Now it looks more interesting. Here what is going on. Browser requests Default.aspx page, IIS constructs it with a help of ASP.NET and passes back HTML markup. Browser parses markup and, as it finds references to external resources, it issues additional requests to grab them. In total in this example we ended up having 7 requests: 1 for page itself, 2 for style sheets, 2 for JavaScripts and 2 for images. Out of the box, it’ll give us miserable 44 out of 100 points with Google speed test. Ouch.

So we clearly have a problem. Typical modern site often use lots of JavaScripts and style sheets. Number of requests can drag down performance significantly, and we want combine related resources whenever possible. We need a way to combine all styles together and likewise have a single JavaScript file, no matter how many scripts our application really uses.
Here is a plan: we intercept that first Default.aspx request, parse prepared HTML output before sending it to browser and replace all references to JS and CSS with reference to combine resource. So instead of:
<link rel="stylesheet" href="css1.css" type="text/css" />
<link rel="stylesheet" href="css2.css" type="text/css" />
<script src="js1.js" type="text/javascript"></script>
<script src="js2.js" type="text/javascript"></script>
We’ll get this:
<link rel="stylesheet" href="combined.css" type="text/css" />
<script src="combined.js" type="text/javascript"></script>
HTTP module can intercept requests using BeginRequest event handler. Below, code in "Application_BeginRequest" will be triggered when client requests any resource from your application, including .aspx pages. If it is a page, we want stream it back to the browser using our own custom filter.
using System;
using System.Web;
public class OptimizationModule : IHttpModule
{
public void Init(HttpApplication application)
{
application.BeginRequest += (new EventHandler(Application_BeginRequest));
}
private void Application_BeginRequest(Object source, EventArgs e)
{
HttpApplication application = (HttpApplication)source;
HttpContext context = application.Context;
string fileExtension = VirtualPathUtility.GetExtension(context.Request.FilePath);
if (fileExtension.Equals(".aspx"))
{
context.Response.Filter = new WebResourceFilter(context.Response.Filter);
}
}
public void Dispose() { }
}
The concept of Response.Filter might be a little hard to grasp, good overview you can find here.
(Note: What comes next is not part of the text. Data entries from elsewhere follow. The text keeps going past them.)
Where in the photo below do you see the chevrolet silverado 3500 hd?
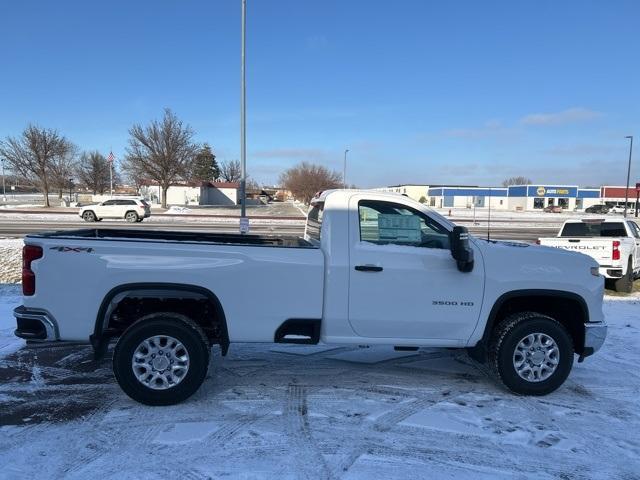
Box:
[14,190,607,405]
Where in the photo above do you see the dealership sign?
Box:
[528,186,578,197]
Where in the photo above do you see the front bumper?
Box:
[13,305,60,342]
[578,322,607,362]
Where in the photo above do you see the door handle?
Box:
[355,265,382,272]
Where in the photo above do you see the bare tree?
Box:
[76,150,117,195]
[49,145,78,200]
[220,160,242,182]
[0,125,74,207]
[247,178,262,191]
[280,162,342,204]
[125,108,198,208]
[502,177,532,187]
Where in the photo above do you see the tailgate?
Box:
[540,237,614,264]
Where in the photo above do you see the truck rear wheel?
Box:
[113,312,211,405]
[489,312,574,395]
[613,258,633,293]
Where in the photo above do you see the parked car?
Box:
[543,205,564,213]
[538,218,640,293]
[79,198,151,223]
[584,205,609,214]
[14,190,607,405]
[609,205,636,215]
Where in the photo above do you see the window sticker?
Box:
[378,213,422,243]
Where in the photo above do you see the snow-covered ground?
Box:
[0,285,640,480]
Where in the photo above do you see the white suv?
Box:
[80,198,151,223]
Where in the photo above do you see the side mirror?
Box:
[449,227,473,272]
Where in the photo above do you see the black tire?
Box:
[113,312,211,405]
[124,210,140,223]
[613,258,633,293]
[489,312,574,395]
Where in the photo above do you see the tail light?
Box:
[611,240,620,260]
[22,245,42,297]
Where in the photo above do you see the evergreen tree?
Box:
[191,143,220,182]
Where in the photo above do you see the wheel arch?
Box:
[469,289,589,362]
[89,282,229,358]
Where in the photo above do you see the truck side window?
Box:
[358,200,449,249]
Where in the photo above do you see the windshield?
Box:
[560,222,627,237]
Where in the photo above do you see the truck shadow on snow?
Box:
[0,344,490,426]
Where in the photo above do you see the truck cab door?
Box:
[96,200,119,218]
[349,195,484,345]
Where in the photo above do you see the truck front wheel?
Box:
[489,312,574,395]
[113,313,210,405]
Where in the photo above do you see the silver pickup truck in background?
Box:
[538,217,640,293]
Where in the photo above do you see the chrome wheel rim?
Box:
[513,333,560,383]
[131,335,189,390]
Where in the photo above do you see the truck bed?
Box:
[27,228,317,248]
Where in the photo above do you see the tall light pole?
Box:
[342,148,349,188]
[624,135,633,218]
[0,158,7,202]
[240,0,248,233]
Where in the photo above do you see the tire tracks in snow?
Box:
[284,384,334,480]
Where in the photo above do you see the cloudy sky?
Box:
[0,0,640,187]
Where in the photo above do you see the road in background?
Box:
[0,216,560,242]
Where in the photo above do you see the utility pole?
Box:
[0,158,7,202]
[624,135,633,218]
[342,148,349,188]
[240,0,249,233]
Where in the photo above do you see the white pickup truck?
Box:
[538,217,640,293]
[14,190,607,405]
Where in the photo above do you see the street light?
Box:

Idea is to provide custom implementation of stream that will be passed down to browser instead of one built by ASP.NET engine. The only interesting part there is Write method, where we can get a hold on HTML about to be sent to client and modify it. In our case, we parse HTML looking for any JavaScript and CSS references, save them all into cache and replace them with reference to combined resources we’ll build on the fly later. Combined style reference we stick where we found first CSS style and script reference just before the "</body>" tag.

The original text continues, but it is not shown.